Bodhisattva
Bodhisattva (Skt.; Tib. chang chub sempa; Wyl. byang chub sems dpa' ) — someone who has aroused bodhichitta, the compassionate wish to attain enlightenment for the benefit of all beings and also wishes to bring them to that state. It also refers to a sublime bodhisattva who has attained one of the ten stages of the bodhisattva path.
The Bodhisattva Path
Entry Point
The bodhisattvas practise on the basis of their wish to benefit others. They are motivated by bodhichitta, which has as its focus all sentient beings and is characterized by the wish to establish them all at the level of perfect buddhahood, free from the causes and effects of suffering and endowed with all the causes and effects of happiness.
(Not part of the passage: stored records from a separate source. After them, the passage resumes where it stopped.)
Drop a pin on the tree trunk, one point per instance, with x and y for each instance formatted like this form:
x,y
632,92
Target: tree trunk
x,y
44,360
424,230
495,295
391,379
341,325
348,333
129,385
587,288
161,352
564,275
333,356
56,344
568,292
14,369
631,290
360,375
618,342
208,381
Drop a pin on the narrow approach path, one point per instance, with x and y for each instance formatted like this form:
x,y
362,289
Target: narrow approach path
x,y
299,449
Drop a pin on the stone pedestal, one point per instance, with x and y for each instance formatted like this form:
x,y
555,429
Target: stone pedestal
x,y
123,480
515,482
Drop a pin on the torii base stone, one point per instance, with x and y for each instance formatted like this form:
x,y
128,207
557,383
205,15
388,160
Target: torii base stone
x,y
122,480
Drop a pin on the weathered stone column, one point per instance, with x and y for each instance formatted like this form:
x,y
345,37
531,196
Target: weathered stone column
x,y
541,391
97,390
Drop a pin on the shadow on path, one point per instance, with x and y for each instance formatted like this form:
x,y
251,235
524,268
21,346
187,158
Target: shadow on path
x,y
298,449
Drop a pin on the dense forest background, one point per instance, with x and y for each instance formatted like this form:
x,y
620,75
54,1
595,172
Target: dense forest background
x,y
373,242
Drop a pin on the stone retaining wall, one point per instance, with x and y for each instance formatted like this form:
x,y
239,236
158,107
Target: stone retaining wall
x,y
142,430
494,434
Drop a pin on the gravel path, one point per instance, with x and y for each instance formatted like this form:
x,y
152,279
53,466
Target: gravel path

With this motivation, they take the bodhisattva vows of aspiration and application in the proper way, through the ritual of either the tradition of Profound View or Vast Conduct. They then observe the points of discipline concerning what should be adopted and abandoned, and heal and purify any impairments.
View
Concerning the basis of their path, how they determine the view, if we speak in terms of philosophical tenets, the approach of Mind Only is to assert that outer objects are not real and all phenomena are but the inner mind, and to claim that the self-aware, self-knowing consciousness devoid of dualistic perception is truly real. The approach of the Middle Way is to realize that all phenomena appear in the manner of dependent origination, but are in reality emptiness, beyond the eight extremes of conceptual elaboration. Through these approaches, on the basis of the explanation of the two levels of reality, they realize completely the absence of any personal self or phenomenal identity.
Meditation
Concerning their path and how they practise meditation, the bodhisattvas realize and train in developing their familiarity with the indivisibility of the two levels of reality, and, on the basis of the yogic meditation that unites shamatha and vipashyana, meditate sequentially on the thirty-seven factors of enlightenment while on the path of training.
Conduct
They practise the six transcendent perfections for their own benefit and the four means of attraction for the sake of others.
Results
They attain the level of buddhahood, which is the ultimate attainment in terms of both abandonment and realization since it means abandoning all that has to be eliminated, the two obscurations including habitual traces, and realizing everything that must be realized, included within the knowledge of all that there is and the knowledge of its nature. They accomplish the two types of dharmakaya for their own benefit and the two types of rupakaya for the benefit of others.